HARLINGEN — With new properties being added to the Live Oak County tick quarantine zone, the question puzzling officials with the Texas Animal Health Commission is: Where did they come from?
Just how the cattle fever ticks made it to Live Oak County is a mystery, with TAHC speculating they could have hitched a ride on cattle, horses or “exotic hoofstock” shipped into the county via truck.
White-tailed deer and nilgai also carry the cattle fever ticks, but since Live Oak County is 100 miles north of the permanent fever tick zone along the border it is unlikely they carried the ticks north. Both individual deer and nilgai have relatively small ranges and would not travel so widely.
The cattle fever tick, which carry a parasite which can cause weight loss or even kill cattle, once hundreds of miles north and east of Texas. A strict alert and eradication process which has been in place since the 1930s has been successful in protecting Texas’ $12 billion beef industry.
Preliminary DNA testing of the cattle fever ticks found in Live Oak County has been inconclusive, but scientists say the genotype of the Live Oak County ticks doesn’t appear to match known ticks in the Gulf Coast region or Hidalgo County.
Some early testing shows a possibility the ticks in Live Oak County could be related to ticks in Zapata County, according to TAHC emails provided under a Freedom of Information Act request.

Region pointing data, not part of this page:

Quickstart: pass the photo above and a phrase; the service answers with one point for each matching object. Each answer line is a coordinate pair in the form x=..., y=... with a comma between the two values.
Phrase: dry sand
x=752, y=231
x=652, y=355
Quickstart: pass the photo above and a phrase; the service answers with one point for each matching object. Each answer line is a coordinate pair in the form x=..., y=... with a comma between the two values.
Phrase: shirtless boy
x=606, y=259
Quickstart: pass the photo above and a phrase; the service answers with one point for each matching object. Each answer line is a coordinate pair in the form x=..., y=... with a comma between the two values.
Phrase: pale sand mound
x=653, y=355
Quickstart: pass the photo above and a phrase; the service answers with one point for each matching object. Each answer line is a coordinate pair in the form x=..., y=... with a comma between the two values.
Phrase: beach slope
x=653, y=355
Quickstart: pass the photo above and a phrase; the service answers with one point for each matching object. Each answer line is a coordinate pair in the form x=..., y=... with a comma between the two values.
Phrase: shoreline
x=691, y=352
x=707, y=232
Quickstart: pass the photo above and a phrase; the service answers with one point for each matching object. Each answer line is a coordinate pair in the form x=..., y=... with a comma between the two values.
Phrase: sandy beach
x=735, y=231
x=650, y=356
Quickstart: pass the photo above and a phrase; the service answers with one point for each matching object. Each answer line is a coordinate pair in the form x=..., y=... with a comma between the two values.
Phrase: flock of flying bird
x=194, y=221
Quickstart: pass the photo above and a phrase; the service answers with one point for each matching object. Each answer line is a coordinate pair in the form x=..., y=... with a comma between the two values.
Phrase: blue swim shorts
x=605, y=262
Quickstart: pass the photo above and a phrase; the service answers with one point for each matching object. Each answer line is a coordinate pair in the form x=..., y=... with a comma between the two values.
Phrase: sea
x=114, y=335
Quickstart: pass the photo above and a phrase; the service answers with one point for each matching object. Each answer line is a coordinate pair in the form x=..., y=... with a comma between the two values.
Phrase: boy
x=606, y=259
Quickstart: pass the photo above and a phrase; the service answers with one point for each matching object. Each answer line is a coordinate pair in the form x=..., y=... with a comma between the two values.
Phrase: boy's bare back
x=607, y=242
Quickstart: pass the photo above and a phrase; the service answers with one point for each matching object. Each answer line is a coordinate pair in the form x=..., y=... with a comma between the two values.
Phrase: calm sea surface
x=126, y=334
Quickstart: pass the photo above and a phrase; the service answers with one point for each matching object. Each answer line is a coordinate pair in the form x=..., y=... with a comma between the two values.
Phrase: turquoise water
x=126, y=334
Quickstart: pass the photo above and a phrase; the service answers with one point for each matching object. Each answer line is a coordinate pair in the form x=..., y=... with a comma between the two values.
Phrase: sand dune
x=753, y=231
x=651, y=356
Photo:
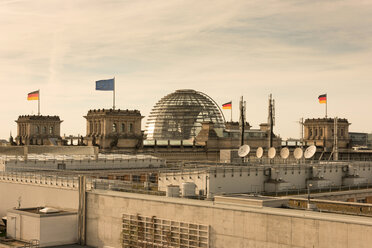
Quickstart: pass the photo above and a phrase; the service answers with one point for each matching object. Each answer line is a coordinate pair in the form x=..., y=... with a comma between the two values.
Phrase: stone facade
x=109, y=128
x=38, y=130
x=321, y=132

“We continue to conduct epidemiological investigations,” Thomas Swafford, a spokesman for TAHC, said yesterday via email.
The current irruption of cattle fever ticks northward from their permanent range in Mexico is showing no signs of easing.

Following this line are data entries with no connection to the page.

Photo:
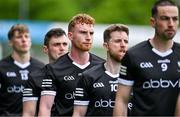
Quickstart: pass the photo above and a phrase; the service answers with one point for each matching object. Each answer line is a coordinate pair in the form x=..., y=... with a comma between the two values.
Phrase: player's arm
x=121, y=102
x=80, y=110
x=29, y=108
x=177, y=113
x=46, y=102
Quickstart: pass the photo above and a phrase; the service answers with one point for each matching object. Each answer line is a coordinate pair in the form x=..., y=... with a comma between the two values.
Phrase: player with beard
x=56, y=44
x=96, y=90
x=152, y=68
x=15, y=70
x=61, y=77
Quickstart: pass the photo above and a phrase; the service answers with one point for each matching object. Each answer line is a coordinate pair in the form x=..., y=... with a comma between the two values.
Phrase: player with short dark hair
x=96, y=90
x=152, y=68
x=15, y=70
x=56, y=44
x=62, y=76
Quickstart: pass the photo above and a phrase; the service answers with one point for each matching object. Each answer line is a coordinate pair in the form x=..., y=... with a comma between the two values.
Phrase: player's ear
x=45, y=49
x=105, y=45
x=70, y=36
x=152, y=22
x=10, y=43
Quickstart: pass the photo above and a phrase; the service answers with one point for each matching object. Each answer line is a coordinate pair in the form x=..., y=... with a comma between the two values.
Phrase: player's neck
x=112, y=67
x=21, y=58
x=161, y=45
x=79, y=57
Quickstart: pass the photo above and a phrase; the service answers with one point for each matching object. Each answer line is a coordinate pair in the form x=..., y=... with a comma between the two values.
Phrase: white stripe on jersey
x=48, y=93
x=123, y=70
x=78, y=102
x=27, y=92
x=30, y=99
x=126, y=82
x=47, y=83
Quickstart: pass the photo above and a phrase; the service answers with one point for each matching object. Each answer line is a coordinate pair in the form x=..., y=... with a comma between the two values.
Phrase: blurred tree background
x=104, y=11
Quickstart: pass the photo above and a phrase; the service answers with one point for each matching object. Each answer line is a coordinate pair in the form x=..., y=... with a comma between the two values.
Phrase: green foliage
x=104, y=11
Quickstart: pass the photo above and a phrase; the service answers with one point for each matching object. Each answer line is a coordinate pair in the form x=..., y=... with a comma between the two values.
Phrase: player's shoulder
x=176, y=46
x=95, y=71
x=139, y=46
x=139, y=49
x=95, y=58
x=36, y=62
x=38, y=73
x=6, y=61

For reasons which are unclear, cattle fever ticks historically have made these bursts northward every few decades, temporarily repopulating areas of the United States from which they were extirpated.
The TAHC confirmed recently that another ranch or property in Live Oak County has the ticks.
This brings the number of infested properties in the county, which is in the new Live Oak County Control Purpose Quarantine Area, to nine.
“Finding a new infestation now is concerning but not surprising,” said Andy Schwartz, the commission’s executive director. “We anticipated and planned for this, and continue heightened surveillance as fever ticks move from winter dormancy to spring hatch, with favorable conditions for the fever ticks.”
Properties found to have cattle fever ticks are subject to state and federal inspections and treatment of cattle on the property using vaccines or inoculations and dipping in insecticide.
The Permanent Quarantine Buffer Zone stretches anywhere from one to 10 miles inland along the border from Amistad Dam to Brownsville.
Temporary quarantine zones as of Feb. 17 are in place in portions of Cameron, Willacy, Kleberg, Live Oak, Starr, Maverick, Webb and Zapata counties. All have confirmed tick infestations.
The permanent cattle fever tick quarantine zone, established in 1942, ranges from 200 yards to 10 miles wide along the Rio Grande River in the United States. The strip of land extends 500 miles through eight South Texas counties from Devils River to the Gulf of Mexico. It was created as a buffer zone to Mexico, where fever ticks are common. This zone is intended to monitor tick incursions from Mexico and allow them to be detected and eliminated quickly, so that cattle in the zone do not spread fever ticks into the interior of the state. Southern Cameron County is within this zone.